That’s it. I disconnected the USB cable, moved the camera to another room, set it up so it was pointing at the front door and plugged it in to the wall again. Then I used the included IP utility on my main PC to see which IP address the Netgear router had assigned. When I surfed to that address, the camera immediately began streaming video to the browser window. You have to go into the configuration utility to set the date and time and select to have it displayed below the image.

Later I used the Netgear configuration utility to reserve an IP address for the camera. For reasons still not clear, the router consistently issued the camera a different IP address anyway, which caused some confusion. I don’t know whether this is a router or camera issue, partly because I haven’t been able to connect with Axis’s technical support. There is no telephone tech support, only e-mail —not a good thing —and 18 hours after sending a message, there was no response other than an automated one. [Axis notes that a toll-free number is available to the public, its in the manual, but reviewers are given a direct e-mail to one of the Axis technical people. The company says it got back to Gerry in one and a half business days after he sent e-mail, which was after this story was filed.- Editor.]

The camera on its own certainly has some utility. You could have it trained on valuable assets, entrances and exits or unsupervised work areas and have the live video feed displayed in a browser window on a standard Windows workstation. The AXIS Camera Explorer software lets you display feeds from multiple cameras in different sizes.

This is an 802.11b device. Axis only sent us one to test. I wonder how many cameras —and relatively high-bitrate video feeds —an 11-Mbps Wi-Fi network with one access point could support.

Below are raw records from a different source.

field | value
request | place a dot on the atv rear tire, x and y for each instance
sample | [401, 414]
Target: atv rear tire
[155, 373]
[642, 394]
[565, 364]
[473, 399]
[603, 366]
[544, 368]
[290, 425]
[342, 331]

Axis also has software that lets you record video or still frames from the camera. It automatically detects motion in the feed, records frames only when motion is detected and sends alerts by e-mail when motion is detected. Now you don’t actually have to have your eye on the live video stream to know what’s going on. AXIS Camera Recorder ups the stakes significantly, however. It sells for about $775.

You can download a free time-limited demo version of the software from the Axis Web site. The interface is not very slick and there appears to be no integrated Help function.

This is a product aimed both at the low-end of the market where all you need is one camera that you use for viewing live video streams, but it also works for companies that need multiple camera positions and more complex surveillance and monitoring applications. Axis works with a roster of software developer partners that develop specialized and customized applications for different vertical markets and horizontal functions.

Our take: the cool factor is very high, but at $300 you need a real application to justify owning one of these.